Second edition of Fajr International Theater Festival was held in February 1984. Again Taha Abde-Khodayi served as its director. The award ceremony was held on February 12. Reza Saberi won the best director award for The Fifth Oppressed and Hossein Nuri won the best playwright award for The Crimson Cloak.

3rd Fajr International Theater Festival was held in February 1985 with Taha Abde-Khodayi as its director for the 3rd consecutive year. Although the festival hadn't adopted the "international" label by then, it hosted foreign works including a play from Iraq. The best playwright award was gained by Mohammad-Reza Zandi for the play Alas and the best director award went to Mostafa Qalandari for the same play.

4th Fajr International Theater Festival was held in February 1986. Taha Abde-Khodayi saved his position as the director of the festival. Khosrow Shakibai won the best director award for the play Playbook of Law.

Fifth edition of Fajr International Theater Festival was regularly held in February 1987. Director of the festival didn't change.
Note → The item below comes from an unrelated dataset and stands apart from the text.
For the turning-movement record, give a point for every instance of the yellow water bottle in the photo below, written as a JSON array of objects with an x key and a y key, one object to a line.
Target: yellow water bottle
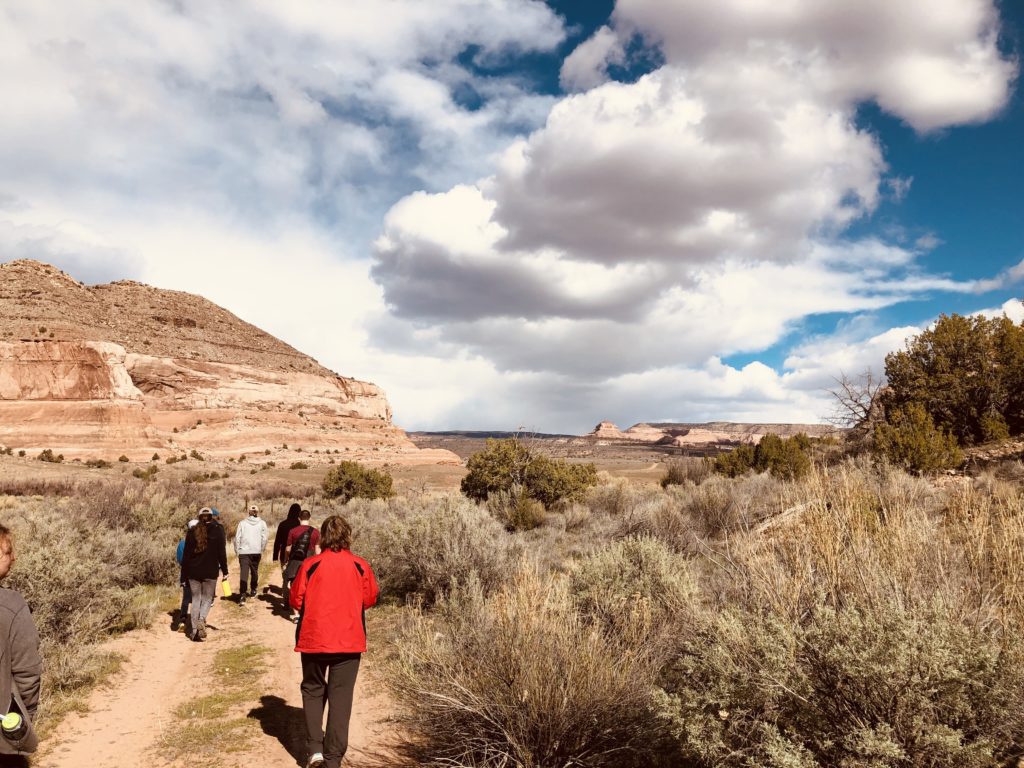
[{"x": 13, "y": 726}]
Anoushirvan Arjmand received a diploma of honor as best director for The Last Trick and Parviz Arab was awarded as the best playwright for Flip.
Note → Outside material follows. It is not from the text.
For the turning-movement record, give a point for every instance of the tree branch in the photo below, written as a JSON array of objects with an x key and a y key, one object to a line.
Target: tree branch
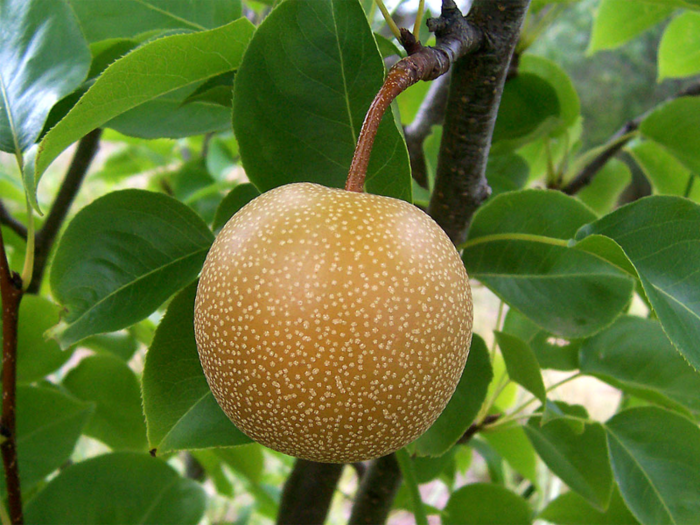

6th Fajr International Theater Festival was held in February 1988. After five editions under Taha Abde-Khodayi a new director was assigned who was Ali Montazeri. Salman Farsi Saleh-zehi was awarded as best director for Water, Air, Earth.

7th Fajr International Theater Festival was held in February 1989 having Ali Montazeri as its director for the second year. For the first time it included a section called Movie Plays showcasing some movies based on plays. Grigori Kozintsev's King Lear based on Shakespeare's work was presented in this section.

===1990s===
Eighth edition of Fajr International Theater Festival was held in February 1990 without a change in its director.
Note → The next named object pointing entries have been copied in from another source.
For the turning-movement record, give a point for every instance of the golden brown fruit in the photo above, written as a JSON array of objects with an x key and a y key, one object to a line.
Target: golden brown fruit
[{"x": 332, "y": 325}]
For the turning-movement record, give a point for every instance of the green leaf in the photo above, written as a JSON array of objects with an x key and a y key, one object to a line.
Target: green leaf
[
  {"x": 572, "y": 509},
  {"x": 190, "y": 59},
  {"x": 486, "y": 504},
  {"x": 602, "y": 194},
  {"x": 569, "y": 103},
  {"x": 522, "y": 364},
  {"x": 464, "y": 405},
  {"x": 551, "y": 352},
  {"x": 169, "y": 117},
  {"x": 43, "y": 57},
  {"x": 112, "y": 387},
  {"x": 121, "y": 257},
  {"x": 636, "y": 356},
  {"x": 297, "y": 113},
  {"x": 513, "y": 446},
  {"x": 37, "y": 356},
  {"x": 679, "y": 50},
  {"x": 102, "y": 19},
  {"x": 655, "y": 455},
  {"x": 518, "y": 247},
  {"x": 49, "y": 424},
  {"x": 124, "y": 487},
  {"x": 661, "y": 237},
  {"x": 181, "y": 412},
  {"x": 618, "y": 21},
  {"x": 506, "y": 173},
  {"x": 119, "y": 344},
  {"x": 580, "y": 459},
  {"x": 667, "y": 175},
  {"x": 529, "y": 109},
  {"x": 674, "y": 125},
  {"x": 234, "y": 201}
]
9th Fajr International Theater Festival was held in February 1991 with Ali Montazeri as the director in fourth consecutive years. Iranian Association of Theater Critics chose Davood Mir-Bagheri's work Battle in Battle as the best play.

Tenth edition of Fajr International Theater Festival was held in February 1992. Ali Montazeri remained the director. Hasan Hamed was awarded the best playwright for Son of Summer. Golab Adineh was awarded the best director for Beyzai's Death of Yazdgerd. Hossein Nuri received a special jury prize for Beloved.

Eleventh edition of Fajr International Theater Festival was held in February 1993 with a new director, Hossein Jafari. The festival decided to honor all works equally. Among the plays were Hossein Nuri's The Circus and Ali Rafie's Souvenir of the Years of Sand.

12th Fajr International Theater Festival was held in February 1994 with Hossein Farrokhi as its new director. Siavosh Tahmoures won the best play award for Mirbagheri's Battle in Battle. Ezzatolah Entezami was among the jury.

Thirteenth edition of Fajr International Theater Festival was held in February 1995 keeping Hossein Farrokhi as director. Mohammad-Hadi Namvar won the best director award for Stone Meadow. Asghar Farhadi won two awards for his play Car Residents; best actor and best set design.

14th Fajr International Theater Festival was held in February 1996 having Mahmoud Azizi was assigned as its new director. Iraj Rad was among the jury and Amin Zendegani received an acting award for The Burning Red. Chista Yasrebi won the best playwright award for The Burning Red and Hossein Nuri was honored for Intuition.

===2020s===

Mojtaba Rostamifar, became the first director from Khuzestan to win three major awards at the Fajr Theater Festival for his play "Laam" in 2025.